Heart of the matter: From heart to platter
By Michael Karlo Lim
I KNOW a kindred spirit when I eat with one. Chef Tatung Sarthou is one of those people. I met him on assignment and over lunch at the the Power Plant and we immediately traded commentary on the food. I concur with Julia Child that the best people are those who eat. Chef Tatung has an advantage over everyone else in that he cooks and to say quite well would be an understatement.
One of the Philippines’ most sought after chefs, he is well known for his passion for Philippine cuisine and his many social and culinary advocacies. He believes that, in order to cook Filipino, one must cook out of love, honesty and simply, without pretension.
Humble to a fault, this Cebuano has risen from the ranks and made a name for himself in the capital. He still harks back to the kitchen of his childhood where he learned to love food and its preparation from his mother and grandmother.
Aruga by Rockwell Hotel was abuzz with Manila’s culinary elite, their patrons, friends and supporters for the launch of his first book, Philippine Cookery: From Heart to Platter.
Catering by XO46 Heritage Bistro was in theme with selections like Puto Humba, Laing Bruschettas, Chorizo Bruschettas, Sapin-sapin Bahaghari, Mala-ubeng Panaginip and ice cream in Sikwate and Maja Blanca flavors.
The book cover dish Bringhe, a Filipinization of the paella, was aptly featured. The pièces de résistance were an entire Yellowfin Tuna carved in situ for Kinilaw and, as a nod to Chef Tatung’s roots, Lechon De Cebu, specially flown in by The House Of Lechon all the way from the Queen City of the South.
Destileria Limtuaco provided the lubricants in four cocktail mixes based on their Philippine-style and inspired craft spirits, whiskies and wines.
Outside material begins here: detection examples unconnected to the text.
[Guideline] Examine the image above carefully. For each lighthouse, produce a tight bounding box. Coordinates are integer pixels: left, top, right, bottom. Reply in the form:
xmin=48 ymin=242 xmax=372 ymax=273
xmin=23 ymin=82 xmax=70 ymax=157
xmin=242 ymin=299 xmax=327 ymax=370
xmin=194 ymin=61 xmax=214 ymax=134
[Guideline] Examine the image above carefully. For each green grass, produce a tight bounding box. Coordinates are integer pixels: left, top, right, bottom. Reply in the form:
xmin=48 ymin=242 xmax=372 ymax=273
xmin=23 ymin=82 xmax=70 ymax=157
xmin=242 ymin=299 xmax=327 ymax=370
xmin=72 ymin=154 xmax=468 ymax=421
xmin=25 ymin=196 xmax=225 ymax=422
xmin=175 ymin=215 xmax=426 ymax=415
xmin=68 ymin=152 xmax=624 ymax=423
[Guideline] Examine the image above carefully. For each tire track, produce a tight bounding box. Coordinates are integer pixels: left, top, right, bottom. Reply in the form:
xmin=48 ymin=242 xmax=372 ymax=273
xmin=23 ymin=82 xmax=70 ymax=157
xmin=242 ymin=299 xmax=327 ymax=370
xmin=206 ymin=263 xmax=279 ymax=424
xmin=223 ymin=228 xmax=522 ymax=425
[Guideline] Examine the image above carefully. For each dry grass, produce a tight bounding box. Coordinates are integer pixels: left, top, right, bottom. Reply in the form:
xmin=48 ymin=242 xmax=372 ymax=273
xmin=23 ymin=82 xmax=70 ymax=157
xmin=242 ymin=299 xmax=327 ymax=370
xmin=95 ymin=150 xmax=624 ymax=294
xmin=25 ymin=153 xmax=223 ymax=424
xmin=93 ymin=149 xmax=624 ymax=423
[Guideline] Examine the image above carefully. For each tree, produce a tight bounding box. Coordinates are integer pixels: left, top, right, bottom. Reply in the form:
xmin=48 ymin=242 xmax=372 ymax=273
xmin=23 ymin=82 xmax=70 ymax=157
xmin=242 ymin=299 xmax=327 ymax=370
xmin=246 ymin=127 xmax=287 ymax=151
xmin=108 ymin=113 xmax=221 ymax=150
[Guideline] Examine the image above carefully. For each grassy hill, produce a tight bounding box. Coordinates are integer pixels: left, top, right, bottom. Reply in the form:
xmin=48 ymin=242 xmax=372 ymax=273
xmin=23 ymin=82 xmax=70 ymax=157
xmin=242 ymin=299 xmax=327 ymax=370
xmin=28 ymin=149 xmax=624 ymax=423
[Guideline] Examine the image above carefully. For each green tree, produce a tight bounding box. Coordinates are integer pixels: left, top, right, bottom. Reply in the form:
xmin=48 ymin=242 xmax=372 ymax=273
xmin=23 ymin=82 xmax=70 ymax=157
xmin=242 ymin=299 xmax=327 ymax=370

The 288-page paperback of Chef Tatung’s book was also recreated into a 1mx1mx0.1m cake by Chef Edward Mateo.
Featured in the book are 71 recipes including tinolang manok, kare-kare, adobong pusit, as well as more unusual fare like bulanglang, piyanggang, and pinaupong manok sa asin.
Chef Tatung also teaches basic cooking methods — steaming, grilling, sautéing, frying, curing, among many techniques — as a way for readers to understand Philippine cuisine’s historical roots, and as a way to learn to cook it at home.
Throughout, he explores important ingredients like vinegar, coconut, rice, as well as traditional kitchen tools like the palayok or claypot, and bamboo tubes used for boiling.
On his keynote on the book, Chef Tatung declares, “What makes Filipino food special is the honesty in the cooking. It’s not actually the chefs that really brought recognition to Filipino cuisine. It’s the OFWs who cook for the families they work for, who love the adobo, the pancit, the lumpia. It’s not the fancy things — it’s not the adobo with foie gras, it’s not the sisig with truffles. It’s the simple things. And if we continue to cook this kind of food simply, elegantly and with excellence, Filipino food will shine. It’s about going back to basics.”
He bemoans that along with the burgeoning trend of taking up culinary arts courses, most of which focus of Western cuisine and cookery, we identify less with Filipino food and flavors.
“I think the role of a Filipino chef of today is not merely to look beyond our shores in the context of global cuisine, but to look inward into our own heritage, to be able to define what Philippine cuisine really is,” he said. He admits that even he has difficulty defining it but seeks out the what is common, what is present, what is “the cuisine that defines our generation.”
Chef Tatung spent seven years travelling across the archipelago, researching, experimenting and eating various regional cuisines to find himself and our identity as a people in our native recipes.
He came up with this ten-chapter compendium, with its sleek design by multi-awarded book designer Ige Ramos and captivating photography by Paulo Valenzuela, as both his memoir of sorts and as his readers’ guide back into what it means to be Filipino through our food. Now he can have his cake and we can eat it, too.